Cape Town - The current stagnating performance of the South African economy and heightened social tensions, make the category of home owners "selling in order to emigrate" the one to watch, according to John Loos, household and property sector strategist at FNB Home Loans.
He regards this category as an important "sentiment barometer" to watch, given what he calls "the current period of weak confidence in South Africa, influenced by a multi-year economic growth stagnation and heightened social tensions".
This category has seen its percentage of total sales edge up slowly since late-2013, but remains fairly modest still, in his view.
The category of "selling in order to emigrate" as a percentage of total home selling was estimated at 4.4% in the fourth quarter of 2015 as indicated by the latest FNB Estate Agent Survey.
This is higher than a low of 2% of sales late in 2013, but remains far below its 20% peak late in 2008 during the recessionary market at the time.
"While the current climate could be expected to lift emigration-related selling, a mediocre global economy, and extremely high property values in some of the key emigration destinations, possibly serves to contain the pace of emigration somewhat," said Loos.
He said the impact of the economic slowdown doesn’t appear to have affected the level of selling in order to relocate to other parts of South Africa just yet.
At 9% of total selling in the fourth quarter 2015 survey, this percentage remains elevated on the 6% low reached back in 2009.
"This was around the last recession and greatly limited new employment and business opportunities at the time," according to Loos.
Another category of interest to watch is older people downscaling to smaller properties.
"A huge percentage of 'oldies' continue to downscale to smaller properties, not necessarily due to financial trouble, but perhaps feeling the cost of running a 'large' home, which is no longer seen as being that necessary - as in the case of sellers downscaling due to their stage of life," said Loos.

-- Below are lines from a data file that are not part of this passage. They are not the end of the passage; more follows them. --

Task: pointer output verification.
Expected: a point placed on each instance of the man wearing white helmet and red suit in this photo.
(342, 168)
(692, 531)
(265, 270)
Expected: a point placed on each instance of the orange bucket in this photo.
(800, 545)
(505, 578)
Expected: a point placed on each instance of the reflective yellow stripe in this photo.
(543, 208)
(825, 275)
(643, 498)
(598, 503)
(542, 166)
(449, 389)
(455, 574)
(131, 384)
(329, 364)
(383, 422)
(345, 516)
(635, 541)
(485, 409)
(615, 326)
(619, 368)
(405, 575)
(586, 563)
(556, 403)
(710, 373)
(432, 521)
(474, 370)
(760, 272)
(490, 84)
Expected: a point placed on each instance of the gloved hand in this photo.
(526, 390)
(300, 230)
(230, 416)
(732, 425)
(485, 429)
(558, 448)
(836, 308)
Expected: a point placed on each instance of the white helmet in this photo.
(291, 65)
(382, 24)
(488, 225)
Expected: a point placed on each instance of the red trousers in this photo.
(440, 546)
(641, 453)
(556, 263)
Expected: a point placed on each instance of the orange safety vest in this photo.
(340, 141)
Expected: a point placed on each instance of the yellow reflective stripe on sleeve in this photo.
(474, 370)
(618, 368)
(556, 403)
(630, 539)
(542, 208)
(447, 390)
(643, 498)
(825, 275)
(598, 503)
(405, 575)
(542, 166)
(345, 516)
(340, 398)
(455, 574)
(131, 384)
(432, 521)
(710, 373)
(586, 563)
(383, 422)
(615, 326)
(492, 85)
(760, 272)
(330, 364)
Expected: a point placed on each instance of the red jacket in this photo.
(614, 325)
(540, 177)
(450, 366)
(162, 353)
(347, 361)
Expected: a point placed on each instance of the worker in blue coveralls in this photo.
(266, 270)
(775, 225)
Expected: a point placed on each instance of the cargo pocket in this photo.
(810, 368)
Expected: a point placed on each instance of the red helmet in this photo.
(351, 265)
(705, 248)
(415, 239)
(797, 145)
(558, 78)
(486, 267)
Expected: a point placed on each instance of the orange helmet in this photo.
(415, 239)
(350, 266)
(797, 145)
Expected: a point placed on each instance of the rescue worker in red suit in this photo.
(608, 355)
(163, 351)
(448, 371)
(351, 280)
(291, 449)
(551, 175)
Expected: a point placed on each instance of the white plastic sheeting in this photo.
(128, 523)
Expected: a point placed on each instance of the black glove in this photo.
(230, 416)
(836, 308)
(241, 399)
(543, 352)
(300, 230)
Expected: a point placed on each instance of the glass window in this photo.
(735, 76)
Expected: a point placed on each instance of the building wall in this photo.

They are usually sellers who are getting older or whose offspring have left home.
According to Loos this creates a perception of financial limits being reached, which could set further growth limits on the residential market from here on.
In his view this group of older home owners still sees the market as a good seller’s market and are making use of the window of opportunity to offload larger properties.
"We would anticipate some decline in this percentage in the not too distant future, however, as some adopt a 'hold' approach in weaker market times," said Loos.
He said this group could also be considering cost escalations associated with a large property, including security costs and municipal rates and tariff increases, insurance, maintenance and running costs.